The following is an example of a file upload request:

x-amz-server-side-encryption: AES256
Content-Md5: QNmhLwo8k8jtZqO283NXkA==
PUT https://boxever-batch-service-production-eu-west-1.s3.amazonaws.com/xyzsla2xze5vxn02kf283wo020jg/3ee694e5-0b77-2d1e-af19-1aa78f500785/import.gz?AWSAccessKeyId=AKIAI2JLVI7OT2L6QDRQ&Expires=1459953714&Signature=yIG7nFv5w%2B2N%2Fkz11Eh7BjqSt2U%3D

<BATCH FILE CONTENT AS BYTES>

Caution

The content-type header must be added to the request. If you are using HTTP utility classes in programming languages, the content-type header can automatically be added to the request.
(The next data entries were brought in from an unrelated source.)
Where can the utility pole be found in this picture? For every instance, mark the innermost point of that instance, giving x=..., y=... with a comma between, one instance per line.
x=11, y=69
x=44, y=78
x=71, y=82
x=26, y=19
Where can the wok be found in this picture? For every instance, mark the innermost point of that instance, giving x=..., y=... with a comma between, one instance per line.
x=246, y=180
This can cause the calculated signature of the upload request to not match the signature of the pre-signed URL and can cause HTTP 401 unauthorized errors.

The following are additional details on the batch import process:

The file you upload is checked against the checksum and file size you provided in the original PUT request. If the size of the import does not match the one specified in the size field in the request, the service returns a HTTP 400 response. If an attempt is made to alter the checksum, the service returns a HTTP 409 response.

You can import batch files in parallel. If there are any interdependencies between imports, it is best practice to wait until the initial import is completed before starting any subsequent dependent imports. The file upload can stall for a number of reasons, such as network latency. The server timeout interval of the batch upload is set to 60 minutes.

You can check the batch API import status by issuing a GET request to the batches endpoint, using the same UUID you generated in step 3.